Kirsten Carey, free jazz guitarist and composer studying at the Michigan School of Music, has been in the throes of writing, recording, and releasing The Ulysses Project for two years, while most of us pea-brained undergrads hardly have the attention span to finish a semester long course. Samuel Beckett 101? No, really, no, no thank you. Saturday night, behind the charming façade of the Victorian Kerrytown Concert House, Kirsten’s album release for this scandalizing musical suite began to unravel the modernist masterpiece, Ulysses, casting it in a new, yet equally visceral light. She gave James Joyce’s characters the opportunity to croon about their sad, awkward, and mostly hilarious grappling with life in the underbelly of Dublin, and us an exercise in commiseration, empathy, and laughing at the expense of others.

It was a concert meets theater piece meets story-time hybrid whose effect was intense, vulnerable, and intimate to an extent that, if we were less human, could have been uncomfortable. So many moments of the performance evoked the embarrassing aunt in every family who is never afraid to blubber about her dirty laundry over the Christmas ham– the very reason you love her more than everyone else. In the stream and scream of consciousness tone of James Joyce, Kirsten and her costumed band [featuring Ben Willis (bass), Jonathan Taylor (drums), Derek Worthington (trumpet), Pat Booth (saxophone)] and minimalist theatrical troop of two, [Corey Smith (narration), and Glenn Healy] took you on a manic journey of eerie beauty and melody (oh yeah, shout out to Dedalus), toe-tappin and shoulder twitching jams (wooo baby, Musksweat, an earworm waiting to wiggle its way into your canal), and unbridled fits of god knows what (alright, Beware of Gerryowen, this one’s for you, you attention craving chorus of the insane asylum.)

Let me digress for a minute. Eric Schweizer’s guest appearance solo on baritone sax in Gerryowen startled me, and my ears are conditioned by the likes of John Zorn and Gogol Bordello.
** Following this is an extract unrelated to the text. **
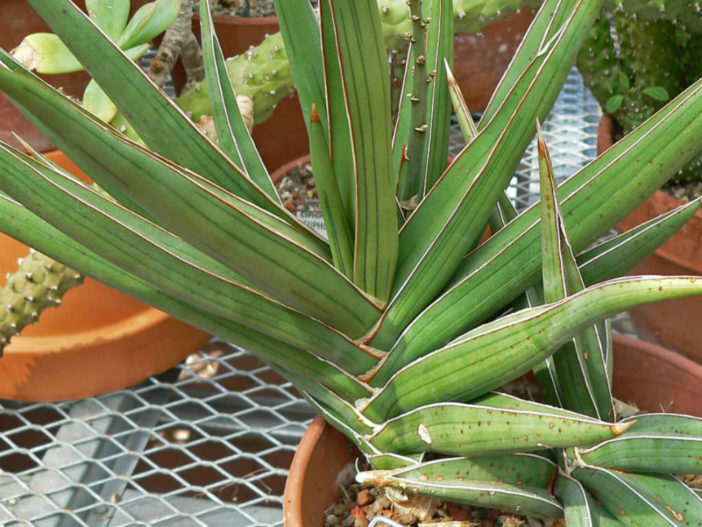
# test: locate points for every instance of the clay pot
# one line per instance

This tune should have come with a warning for people over the age of sixty and under the age of four who are not fully in control of their… facilities. The first note of his solo was deafening with all the timbral qualities of the loudest foghorn you have ever heard. It was like tectonic plates shifting, or the creaking of the Titanic as its sinking, or, with all respect to Joyce at his own tribute party, Melville’s Moby Dick pissed as hell as he is harpooned for the last time. Though Gerryowen was unique in the likelihood of it catalyzing PTSD, intense moments like these were omnipresent.

From Corey’s kooky and desperate, tentatively romantic and frantically erotic, (in all the wrong ways,) reading of a love letter to “Mr. Flower” which sent the audience into rolling fits of giggles, to Kirsten’s mesmerizing singing in “O” that closed the suite, it was an enchanting balls to the wall performance throughout. Kirsten’s voice is beautiful, and has all the inflections of a homespun lullaby and raw straining emotion that pulls at the heart strings in the unairbrushed ways that a bel canto style cannot. I think my takeaway from this memorable show (I will admit to tearing up at the end of “O”, excuse my lack of professionalism) can best be summed up by a rogue audience member who, after the applause, offered from the back of the room “you know, you really know how to make people feel things.” Kirsten, I hope you read this someday and let these words hug you, because well, I want to thank you for bringing The Ulysses Project into the world, and my iTunes library.

If you are a Joyce nut that happens to also be a free jazz connoisseur, or like great music (and people almost always fall into one of the two categories) I must recommend you checking out her website and investing an album ($10) for yourself.